On Mon, 23 Feb 2015, Somnath Roy wrote:
> Got it, thanks !
>
> << We'll serve reads and writes with just [2,3] and the pg will show up as
> 'degraded'
> So, the moment osd.1 is down in the map [2,3] , 2 will be designated as
> primary ? As my understanding is, read/write won't be served from replica
> OSD, right ?
The moment the mapping becomes [2,3], 2 is now the primary, and it can
serve IO.
The slow part is here:
> If we had say
>
> 4: [2,3,4]
>
> then we'll get
>
> 5: [1,2,3]
>
> osd will realize osd.1 cannot log recovery and will install a pg_temp so that
We can't serve IO with [1,2,3] because 1 is out of date, so there is
a lag until it installs the pg_temp record. There is a pull request that
will preemptively calculate new mappings and set up pg_temp records that
should mitigate this issue, but it needs some testing, and I think
there is still room for improvement (for example, by serving IO with a
usable but non-optimal pg-temp record while we are waiting for it to be
removed).
See
https://github.com/ceph/ceph/pull/3429
There's like a bunch of similar stuff we can do to improve peering
latency that we'll want ot spend some time on for infernalis.
sage
>
> 6: [2,3,4]
>
> and PG will go active (serve IO). when backfill completes, it will remove
> the pg_temp and
>
> 7: [1,2,3]
>
> > 3. Will the flow be similar if one of the replica OSD goes down
> > instead of primary in the step '2' I mentioned earlier ? Say, osd.2
> > went down instead of osd.1 ?
>
> Yeah, basically the same. Who is primary doesn't really matter.
>
> sage
>
>
>
>
> >
> > Regards
> > Somnath
> >
> > -----Original Message-----
> > From: Sage Weil [mailto:[email protected]]
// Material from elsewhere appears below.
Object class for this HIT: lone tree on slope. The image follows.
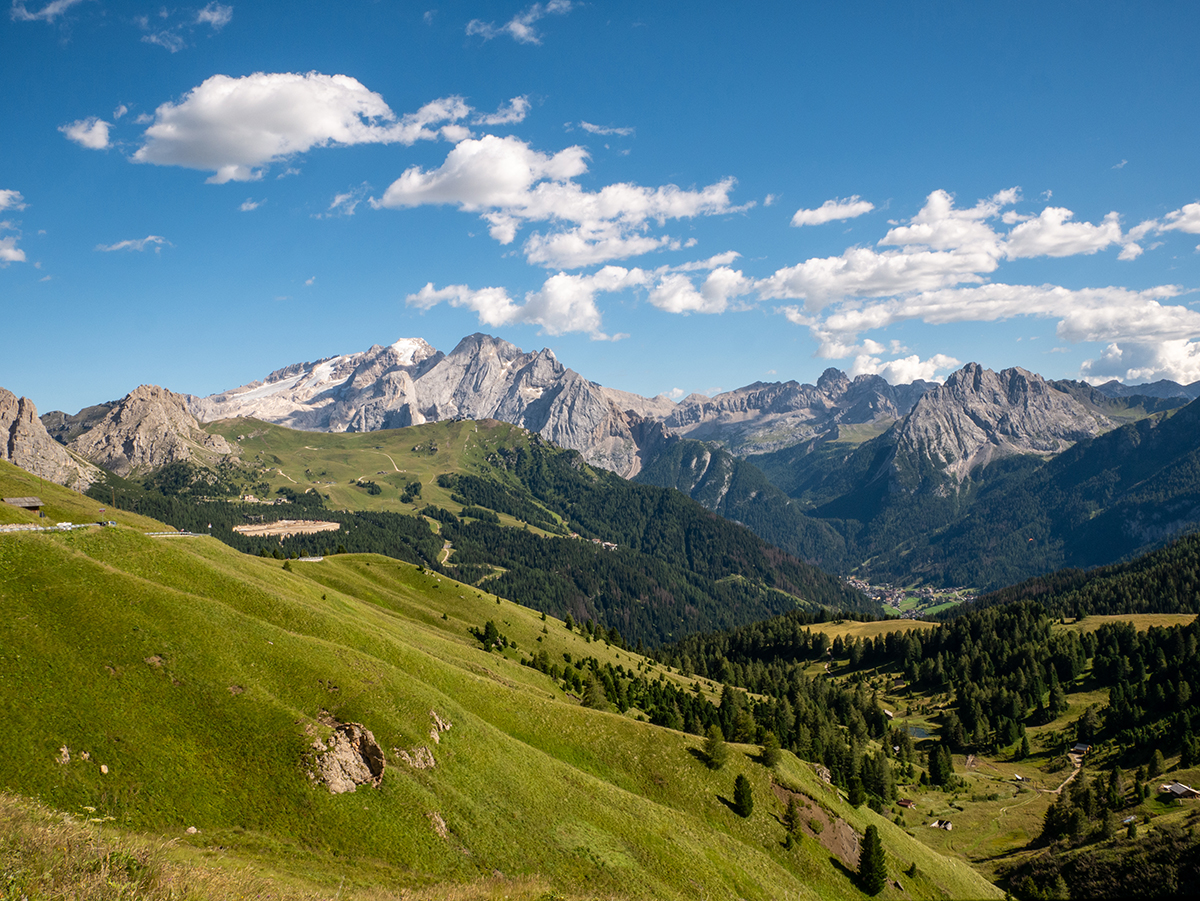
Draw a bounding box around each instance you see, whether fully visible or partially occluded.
[704,722,730,769]
[733,773,754,817]
[858,825,888,895]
> > Sent: Monday, February 23, 2015 1:03 PM
> > To: Somnath Roy
> > Cc: Samuel Just ([email protected]); Ceph Development
> > Subject: Re: Recovery question
> >
> > On Mon, 23 Feb 2015, Somnath Roy wrote:
> > > Hi,
> > > Can anyone help me understand what will happen in the following scenarios
> > > ?
> > >
> > > 1. Current PG map : 3.5 -> OSD[1,2,3]
> > >
> > > 2. 1 is down and new map : 3.5 -> OSD[2,3,4]
> >
> > More likely it's:
> >
> > 1: 3.5 -> [1,2,3]
> > 2: 3.5 -> [2,3] (osd.1 is down)
> > 3: 3.5 -> [2,3,4] (osd.1 is marked out)
> >
> > > 3. Need to for backfill recovery for 4 and it started
> >
> > If log recovery will work, we'll do that and it's nice and quick. If
> > backfill is needed, we will do
> >
> > 4: 3.5 -> [2,3] (up=[2,3,4]) (pg_temp record added to map to
> > log-recoverable OSDs)
> >
> > > 4. Meanwhile OSD 1 came up , it was down for short amount of time
> >
> > 5: 3.5 -> [1,2,3] (osd.1 is back up and in)
> >
> > > 5. Will pg 3.5 mapping change considering OSD 1 recovery could be
> > > log based ?
> >
> > It will change immediately when osd.1 is back up, regardless of what
> > data is where. If it's log recoverable, then no mapping changes will
> > be needed. If it's not, then
> >
> > 6: 3.5 -> [2,3,4] (up=[1,2,3]) (add pg_temp mapping while we
> > backfill osd.1)
> > 7: 3.5 -> [1,2,3] (pg_temp entry removed when backfill completes)
> >
> > > 6. Also, if OSD 4 recovery could be log based, will there be any
> > > change in pg map if OSD 1 is up during the recovery ?
> >
> > See above
> >
> > Hope that helps!
> > sage
> >
> > ________________________________
> >
> > PLEASE NOTE: The information contained in this electronic mail message is
> > intended only for the use of the designated recipient(s) named above. If
> > the reader of this message is not the intended recipient, you are hereby
> > notified that you have received this message in error and that any review,
> > dissemination, distribution, or copying of this message is strictly
> > prohibited. If you have received this communication in error, please notify
> > the sender by telephone or e-mail (as shown above) immediately and destroy
> > any and all copies of this message in your possession (whether hard copies
> > or electronically stored copies).
> >
> >
> --
> To unsubscribe from this list: send the line "unsubscribe ceph-devel" in
> the body of a message to [email protected]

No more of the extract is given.